Ils ne justifient pas, par ailleurs, du dysfonctionnement des volets roulants lors de l’entrée dans les lieux ni que les dalles de la terrasse qui ont été retirées l’étaient déjà à leur arrivée.
En revanche et tel que l’a indiqué le premier juge, il n’est nullement étabi que la chaudière ne fonctionnnait pas au moment où les locataires ont quitté les lieux, aucune constatation n’ayant été faite par le commissaire de justice à ce sujet.
En conséquence, eu égard à l’état de dégradation important de l’appartement à la sortie des appelants, le jugement déféré est confirmé en ce qu’il les a condamnés au paiement de la somme de 36 076,17 euros au titre des réparations locatives, déduction faite du coût du remplacement de la chaudière.

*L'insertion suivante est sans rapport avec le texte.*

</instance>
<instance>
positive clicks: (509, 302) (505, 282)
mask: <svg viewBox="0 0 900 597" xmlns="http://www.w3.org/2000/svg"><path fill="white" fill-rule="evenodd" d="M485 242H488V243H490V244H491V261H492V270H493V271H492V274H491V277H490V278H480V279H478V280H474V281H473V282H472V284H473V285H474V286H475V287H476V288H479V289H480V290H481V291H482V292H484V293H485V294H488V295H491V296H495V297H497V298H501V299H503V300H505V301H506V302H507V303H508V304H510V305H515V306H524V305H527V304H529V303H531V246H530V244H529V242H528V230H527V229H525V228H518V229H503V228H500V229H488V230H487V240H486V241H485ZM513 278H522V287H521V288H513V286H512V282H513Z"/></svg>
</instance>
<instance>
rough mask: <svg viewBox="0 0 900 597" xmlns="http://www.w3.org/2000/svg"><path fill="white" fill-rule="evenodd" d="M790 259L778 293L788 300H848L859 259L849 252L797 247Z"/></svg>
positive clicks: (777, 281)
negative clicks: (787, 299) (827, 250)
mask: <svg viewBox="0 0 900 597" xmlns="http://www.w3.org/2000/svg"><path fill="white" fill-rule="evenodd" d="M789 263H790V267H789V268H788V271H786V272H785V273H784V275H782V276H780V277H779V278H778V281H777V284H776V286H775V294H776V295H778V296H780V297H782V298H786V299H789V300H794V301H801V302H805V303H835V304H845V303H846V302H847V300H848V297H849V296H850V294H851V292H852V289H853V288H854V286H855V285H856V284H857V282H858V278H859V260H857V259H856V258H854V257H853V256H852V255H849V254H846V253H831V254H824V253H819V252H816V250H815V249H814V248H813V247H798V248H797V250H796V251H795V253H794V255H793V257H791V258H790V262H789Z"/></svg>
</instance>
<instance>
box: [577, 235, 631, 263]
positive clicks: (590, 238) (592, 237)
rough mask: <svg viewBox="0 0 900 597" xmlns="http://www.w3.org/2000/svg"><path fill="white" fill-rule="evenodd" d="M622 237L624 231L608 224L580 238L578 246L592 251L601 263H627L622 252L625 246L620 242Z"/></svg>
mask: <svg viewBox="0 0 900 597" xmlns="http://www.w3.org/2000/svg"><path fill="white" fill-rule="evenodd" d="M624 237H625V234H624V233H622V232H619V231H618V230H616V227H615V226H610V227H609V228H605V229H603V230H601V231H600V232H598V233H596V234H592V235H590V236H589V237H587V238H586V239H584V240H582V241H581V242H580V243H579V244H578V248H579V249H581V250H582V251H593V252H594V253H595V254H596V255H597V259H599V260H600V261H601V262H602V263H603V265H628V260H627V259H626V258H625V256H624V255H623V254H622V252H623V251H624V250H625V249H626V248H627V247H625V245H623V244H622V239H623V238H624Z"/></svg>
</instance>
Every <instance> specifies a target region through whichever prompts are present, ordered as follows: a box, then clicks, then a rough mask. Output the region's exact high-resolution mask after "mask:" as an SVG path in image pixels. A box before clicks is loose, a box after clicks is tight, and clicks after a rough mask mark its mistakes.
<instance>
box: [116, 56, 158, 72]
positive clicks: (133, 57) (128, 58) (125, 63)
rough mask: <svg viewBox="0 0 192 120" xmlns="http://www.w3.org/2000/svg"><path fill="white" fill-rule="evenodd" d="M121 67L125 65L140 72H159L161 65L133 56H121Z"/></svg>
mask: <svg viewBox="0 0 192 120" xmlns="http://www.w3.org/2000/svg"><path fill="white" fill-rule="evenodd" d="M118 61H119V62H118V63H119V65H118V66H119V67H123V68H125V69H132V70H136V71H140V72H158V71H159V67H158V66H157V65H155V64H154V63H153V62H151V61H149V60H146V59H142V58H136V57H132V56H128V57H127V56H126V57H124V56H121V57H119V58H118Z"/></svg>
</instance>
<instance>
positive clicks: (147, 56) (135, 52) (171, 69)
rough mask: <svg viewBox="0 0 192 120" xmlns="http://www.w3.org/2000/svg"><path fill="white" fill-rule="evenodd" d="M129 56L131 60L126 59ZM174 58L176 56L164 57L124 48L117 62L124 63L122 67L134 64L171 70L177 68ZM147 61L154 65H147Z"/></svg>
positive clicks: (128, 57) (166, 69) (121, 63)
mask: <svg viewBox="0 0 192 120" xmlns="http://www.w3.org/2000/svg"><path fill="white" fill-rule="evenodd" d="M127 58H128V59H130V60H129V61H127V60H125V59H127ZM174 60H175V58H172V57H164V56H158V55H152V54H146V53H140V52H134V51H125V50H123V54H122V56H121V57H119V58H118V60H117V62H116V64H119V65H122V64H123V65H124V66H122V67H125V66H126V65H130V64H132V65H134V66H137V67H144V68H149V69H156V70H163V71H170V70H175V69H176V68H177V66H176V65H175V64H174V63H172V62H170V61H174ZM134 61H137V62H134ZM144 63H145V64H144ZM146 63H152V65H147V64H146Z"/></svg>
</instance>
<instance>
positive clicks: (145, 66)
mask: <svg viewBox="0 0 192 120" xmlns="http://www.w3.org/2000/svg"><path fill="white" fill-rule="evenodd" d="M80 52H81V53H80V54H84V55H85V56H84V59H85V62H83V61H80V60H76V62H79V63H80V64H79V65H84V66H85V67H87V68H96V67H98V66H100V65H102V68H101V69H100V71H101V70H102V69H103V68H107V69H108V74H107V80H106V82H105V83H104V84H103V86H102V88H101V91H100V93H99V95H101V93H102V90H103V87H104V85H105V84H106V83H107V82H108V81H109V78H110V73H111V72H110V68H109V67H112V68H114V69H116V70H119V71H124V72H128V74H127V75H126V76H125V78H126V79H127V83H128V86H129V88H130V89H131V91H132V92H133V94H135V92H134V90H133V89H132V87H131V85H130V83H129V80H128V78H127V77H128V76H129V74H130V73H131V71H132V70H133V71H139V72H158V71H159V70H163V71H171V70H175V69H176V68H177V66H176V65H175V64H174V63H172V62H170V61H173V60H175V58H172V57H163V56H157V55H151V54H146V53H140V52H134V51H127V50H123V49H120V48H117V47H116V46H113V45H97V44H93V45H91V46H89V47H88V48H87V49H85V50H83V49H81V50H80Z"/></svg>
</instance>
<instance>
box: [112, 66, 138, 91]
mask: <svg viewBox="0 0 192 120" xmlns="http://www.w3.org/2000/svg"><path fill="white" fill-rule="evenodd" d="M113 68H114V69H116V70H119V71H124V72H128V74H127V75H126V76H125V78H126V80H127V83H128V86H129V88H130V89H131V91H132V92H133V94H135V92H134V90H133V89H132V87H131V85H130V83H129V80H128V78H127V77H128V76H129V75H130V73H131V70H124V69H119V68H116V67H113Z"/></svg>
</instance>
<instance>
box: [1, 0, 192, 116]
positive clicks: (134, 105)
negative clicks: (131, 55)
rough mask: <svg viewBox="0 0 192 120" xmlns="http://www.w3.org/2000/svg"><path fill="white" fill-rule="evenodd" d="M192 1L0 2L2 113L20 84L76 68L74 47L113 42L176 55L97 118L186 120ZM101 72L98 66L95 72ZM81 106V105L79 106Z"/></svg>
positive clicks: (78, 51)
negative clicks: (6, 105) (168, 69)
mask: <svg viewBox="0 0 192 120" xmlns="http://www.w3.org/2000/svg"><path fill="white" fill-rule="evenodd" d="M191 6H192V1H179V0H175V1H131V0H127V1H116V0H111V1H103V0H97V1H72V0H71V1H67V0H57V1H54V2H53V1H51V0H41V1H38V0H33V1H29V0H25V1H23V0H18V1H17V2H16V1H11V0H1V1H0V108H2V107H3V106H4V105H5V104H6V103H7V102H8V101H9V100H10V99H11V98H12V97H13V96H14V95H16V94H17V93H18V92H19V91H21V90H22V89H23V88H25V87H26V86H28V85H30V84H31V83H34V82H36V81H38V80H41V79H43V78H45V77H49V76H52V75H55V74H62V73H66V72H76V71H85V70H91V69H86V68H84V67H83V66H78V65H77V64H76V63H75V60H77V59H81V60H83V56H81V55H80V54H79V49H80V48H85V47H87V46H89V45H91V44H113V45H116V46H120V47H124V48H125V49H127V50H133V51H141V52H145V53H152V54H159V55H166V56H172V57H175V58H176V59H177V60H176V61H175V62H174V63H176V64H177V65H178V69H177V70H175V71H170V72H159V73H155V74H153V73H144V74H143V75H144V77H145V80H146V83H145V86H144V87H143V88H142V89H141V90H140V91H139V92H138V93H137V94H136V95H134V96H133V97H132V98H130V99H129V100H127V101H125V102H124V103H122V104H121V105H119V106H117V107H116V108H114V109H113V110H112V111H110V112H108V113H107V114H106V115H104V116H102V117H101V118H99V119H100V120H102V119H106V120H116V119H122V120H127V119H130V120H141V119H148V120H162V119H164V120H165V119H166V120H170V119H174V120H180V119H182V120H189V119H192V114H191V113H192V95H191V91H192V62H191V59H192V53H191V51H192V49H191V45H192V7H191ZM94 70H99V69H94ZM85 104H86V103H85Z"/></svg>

Alors que l’intimé ne démontre pas que M. [K] et Mme [C] se seraient opposés à l’établissement d’un état des lieux amiable contradictoire, il doit garder à sa charge le coût du procès verbal établi par un commissaire de justice de sorte que le jugement déféré est encore confirmé sur ce point.
3/ Sur la demande reconventionnelle en délai de paiement
Selon l’article 1343-5 du code civil, le juge peut, compte tenu de la situation du débiteur et en considération des besoins du créancier, reporter ou échelonner, dans la limite de deux années, le paiement des sommes dues.
Par décision spéciale et motivée, il peut ordonner que les sommes correspondant aux échéances reportées porteront intérêt à un taux réduit au moins égal au taux légal, ou que les paiements s’imputeront d’abord sur le capital.
Les appelants invoquent la charge de quatre enfants et leurs revenus tirés des seules prestations sociales, chacun percevant une allocation adulte handicapé et M. [K] percevant en outre la majoration pour la vie autonome.
Leur dette globale est de l’ordre de 38 000 euros. Pour s’en acquitter sur une durée de 2 ans, ils devraient affecter plus de 1 500 euros par mois au paiement de cette dette, ce que leur situation ne leur permet manifestement pas.
En conséquence, la cour les déboute de leur demande, étant observé que depuis octobre 2021, date du premier loyer impayé, ils ont déjà bénéficié de larges délais.
4/ Sur les demandes accessoires
Le jugement déféré est confirmé sur les dépens et les frais irrépétibles.
M. [K] et Mme [C], succombants, sont condamnés solidairement aux dépens d’appel, qui seront recouvrés comme en matière d’aide juridictionnelle.
Il n’y a pas lieu de faire application des dispositions de l’article 700 du code de procédure civile, à hauteur de cour.
PAR CES MOTIFS
La cour,
Confirme le jugement déféré sauf en ce qu’il condamne M. [O] [K] et Mme [R] [C] à payer à M. [B] [N] la somme de 2 368 euros au titre de l’arriéré de loyers,
Statuant à nouveau du chef réformé,
Condamne solidairement M. [O] [K] et Mme [R] [C] à payer à M. [B] [N] la somme de 1 877 euros au titre de l’arriéré de loyers, outre intérêts au taux légal à compter du 8 juin 2022.
Y ajoutant,
Déboute M. [O] [K] et Mme [R] [C] de leur demande de délais de paiement,
Condamne solidairement M. [O] [K] et Mme [R] [C] aux dépens d’appel, qui seront recouvrés comme en matière d’aide juridictionnelle,
Dit n’y avoir lieu à application des dispositions de l’article 700 du code de procédure civile à hauteur de cour.